ワケありニートな年下ワンコを飼いました
「ねぇ、彩女さん。初めて僕とセックスした日のこと、覚えていますか?」
「……うん」
「僕が好きだって伝えて、そのあと彩女さんが受け入れてくれたから、もう両思いのつもりだったんですよ」

 忘れるわけない。大きな幸せを感じた、大切な日。
 不器用なのに、真っすぐで一生懸命なところが好き。ガクくんにそう言われたとき、ポンコツでダメな自分を受け入れてもらえた気がして、すごく嬉しかった。

 あの言葉は、ガクくんの心からの愛情だったのね。
 それなのに私は、正面から受け止めようとせず逃げていた。ああ、ものすごい罪悪感。

「でも確かに、恋人としてお付き合いしましょうって、言葉にはしていませんでしたね。
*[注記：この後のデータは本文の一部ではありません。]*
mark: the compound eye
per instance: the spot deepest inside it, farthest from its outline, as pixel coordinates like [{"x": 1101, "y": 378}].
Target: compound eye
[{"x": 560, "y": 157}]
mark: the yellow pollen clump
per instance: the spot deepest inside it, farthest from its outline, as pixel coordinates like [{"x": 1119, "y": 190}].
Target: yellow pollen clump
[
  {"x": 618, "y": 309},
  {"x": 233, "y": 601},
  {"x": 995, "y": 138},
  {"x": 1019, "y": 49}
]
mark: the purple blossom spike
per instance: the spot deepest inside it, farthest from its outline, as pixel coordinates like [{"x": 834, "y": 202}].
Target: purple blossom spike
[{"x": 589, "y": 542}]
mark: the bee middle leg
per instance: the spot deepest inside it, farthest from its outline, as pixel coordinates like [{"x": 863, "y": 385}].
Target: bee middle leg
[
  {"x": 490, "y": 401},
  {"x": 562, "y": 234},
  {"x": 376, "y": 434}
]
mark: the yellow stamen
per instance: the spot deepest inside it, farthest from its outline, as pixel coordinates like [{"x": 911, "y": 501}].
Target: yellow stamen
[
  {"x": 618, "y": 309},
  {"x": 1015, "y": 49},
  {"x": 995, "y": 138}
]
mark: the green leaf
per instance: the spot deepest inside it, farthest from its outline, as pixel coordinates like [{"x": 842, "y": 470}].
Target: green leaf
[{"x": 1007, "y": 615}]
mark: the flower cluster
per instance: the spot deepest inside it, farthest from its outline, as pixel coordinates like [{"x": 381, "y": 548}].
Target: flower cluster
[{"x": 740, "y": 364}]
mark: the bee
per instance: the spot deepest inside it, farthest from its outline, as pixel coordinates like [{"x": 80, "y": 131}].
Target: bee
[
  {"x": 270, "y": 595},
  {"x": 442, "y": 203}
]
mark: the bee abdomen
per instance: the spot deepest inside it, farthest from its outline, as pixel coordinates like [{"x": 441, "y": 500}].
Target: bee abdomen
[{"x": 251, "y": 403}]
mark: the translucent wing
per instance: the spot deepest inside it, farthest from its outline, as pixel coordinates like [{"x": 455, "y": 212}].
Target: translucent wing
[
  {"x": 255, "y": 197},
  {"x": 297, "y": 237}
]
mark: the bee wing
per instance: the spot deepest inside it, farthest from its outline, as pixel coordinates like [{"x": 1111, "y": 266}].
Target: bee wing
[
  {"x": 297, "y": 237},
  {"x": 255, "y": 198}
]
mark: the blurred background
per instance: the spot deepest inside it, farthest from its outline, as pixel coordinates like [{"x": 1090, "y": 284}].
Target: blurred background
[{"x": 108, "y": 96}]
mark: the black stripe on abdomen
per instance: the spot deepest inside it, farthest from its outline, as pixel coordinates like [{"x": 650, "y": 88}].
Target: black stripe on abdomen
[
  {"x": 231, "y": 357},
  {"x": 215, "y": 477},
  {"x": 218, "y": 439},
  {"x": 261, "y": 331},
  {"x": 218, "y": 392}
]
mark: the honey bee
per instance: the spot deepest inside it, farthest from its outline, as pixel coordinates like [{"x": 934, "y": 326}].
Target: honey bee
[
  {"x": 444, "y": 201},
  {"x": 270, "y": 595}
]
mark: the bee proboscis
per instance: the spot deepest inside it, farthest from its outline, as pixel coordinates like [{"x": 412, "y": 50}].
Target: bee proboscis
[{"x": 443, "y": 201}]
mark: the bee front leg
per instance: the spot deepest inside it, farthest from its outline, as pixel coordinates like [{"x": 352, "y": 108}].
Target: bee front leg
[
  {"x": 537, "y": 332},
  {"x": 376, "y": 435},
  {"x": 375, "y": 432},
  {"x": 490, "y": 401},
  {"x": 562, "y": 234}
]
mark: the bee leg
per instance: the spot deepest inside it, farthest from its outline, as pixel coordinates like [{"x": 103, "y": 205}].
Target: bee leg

だから改めて、ちゃんと言います」

 そう言うと、ガクくんは私のほうを向いて、ソファの上で正座をした。

「僕は、彩女さんが大好きです。だからこれからはペットや家政夫じゃなくて、パートナー……恋人として、一緒にいさせてくれませんか?」

 鈍い私でも分かるような、純粋でストレートな言葉。

 ガクくんは、ずっと気持ちを伝えてくれていたのに。私があまりにポンコツすぎて、きちんと応えてあげられなかった。自分のことばかりで、全然周りが見えていなくて……まずは、ちゃんと謝らなくちゃ。